Und deshalb war dieses Bild jahrhundertelang für die pflegenden Antoniter so wichtig.
Die Mönche brauchten kein Bild vom Leid.
Davon sehen sie jeden Tag mehr als genug im Hospital.
Sie brauchten kein Bild von ekligen Wunden.
Denn die kennen sie und waschen sie aus, wenn es nötig ist.
Aber sie brauchen das Bild, dass Jesus sich am Kreuz mit dem Leid verbunden hat.
Dafür war das Bild wichtig: Jesus identifiziert sich mit dem Leid ihrer Patienten.
Dem Leid, das sie jeden Tag erleben, gibt dieses Bild eine neue Qualität und Würde.
Auch Jesus war Träger dieses Leides.
Er war – im Bild – einer von ihren Kranken im Antoniuskloster.

 

Einmal erzählt Jesus den Jüngern von den Gerechten und den Ungerechten.
Denen, die Gott verstoßen wird, und denen, die er in sein Himmelreich aufnehmen wird.
Und dann werden die Menschen fragen, warum er so sortiert: Die einen zur Rechten, die anderen zur Linken.
Dann wird der Menschensohn zu ihnen sagen: „Ihr, die Gerechten – ich bin krank gewesen, und ihr habt mich gepflegt.“
„Wann“, werden die Menschen überrascht fragen, „wann haben wir dich krank gesehen und haben dich gepflegt?“
Und der Menschensohn wird antworten: „Alles, was ihr einem von diesen Kranken getan habt, das habt ihr mir getan.“

 

Ein Gang: Weißgestrichen.
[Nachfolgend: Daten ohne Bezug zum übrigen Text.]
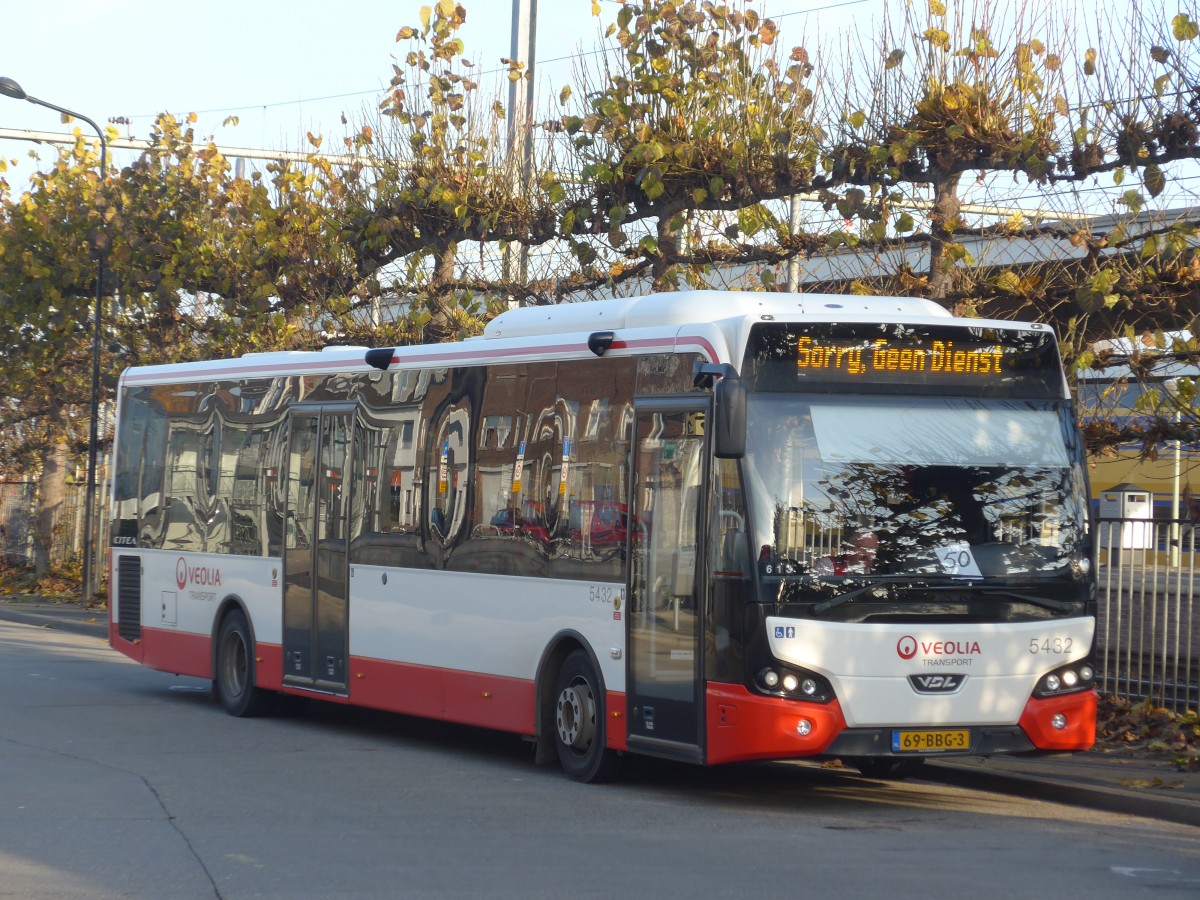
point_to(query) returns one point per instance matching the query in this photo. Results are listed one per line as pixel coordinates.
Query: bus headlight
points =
(1065, 679)
(781, 681)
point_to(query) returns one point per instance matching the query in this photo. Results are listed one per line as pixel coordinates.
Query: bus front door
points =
(664, 685)
(315, 556)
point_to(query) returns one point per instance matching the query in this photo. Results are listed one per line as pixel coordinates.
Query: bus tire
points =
(886, 767)
(580, 723)
(235, 670)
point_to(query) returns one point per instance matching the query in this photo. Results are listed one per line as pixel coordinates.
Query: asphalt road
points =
(117, 781)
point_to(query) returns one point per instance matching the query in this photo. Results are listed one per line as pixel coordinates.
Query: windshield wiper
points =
(880, 582)
(1045, 603)
(907, 583)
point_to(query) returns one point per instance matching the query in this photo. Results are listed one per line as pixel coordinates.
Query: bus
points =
(701, 526)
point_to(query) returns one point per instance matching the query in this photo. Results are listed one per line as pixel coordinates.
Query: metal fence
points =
(18, 526)
(1147, 631)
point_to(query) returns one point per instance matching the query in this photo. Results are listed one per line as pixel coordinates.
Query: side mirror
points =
(730, 415)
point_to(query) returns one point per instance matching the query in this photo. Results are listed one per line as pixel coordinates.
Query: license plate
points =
(930, 742)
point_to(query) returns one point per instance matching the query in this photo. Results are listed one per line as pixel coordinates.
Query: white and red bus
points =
(701, 526)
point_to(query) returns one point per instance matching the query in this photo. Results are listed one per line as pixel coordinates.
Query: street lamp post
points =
(10, 88)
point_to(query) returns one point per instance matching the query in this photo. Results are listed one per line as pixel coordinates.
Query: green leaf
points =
(1153, 179)
(1185, 28)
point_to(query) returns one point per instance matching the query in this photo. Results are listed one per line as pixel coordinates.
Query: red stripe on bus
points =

Eine Tür. Ein Zimmer. Ein Bett. Augen geschlossen.
Hand auf Hand. Zärtliches Streicheln.
Jemand spricht sanft alte Worte: Der Herr ist mein Hirte, …
„Hört sie uns?“ Immer ist jemand da.
Du bist nicht allein. Im Leben wie im Sterben.
Die Hand auf der Stirn zeichnet ein Kreuz.
„Der Herr behüte dich vor allem Übel, er behüte deine Seele.
Der Herr behüte deinen Ausgang und Eingang
von nun an bis in Ewigkeit.“ (Psal 121,7f)
Sie atmet ein. Sie atmet aus. Dann nichts mehr.
„Sie hat es geschafft!“ sagt eine. Es ist vollbracht. Amen.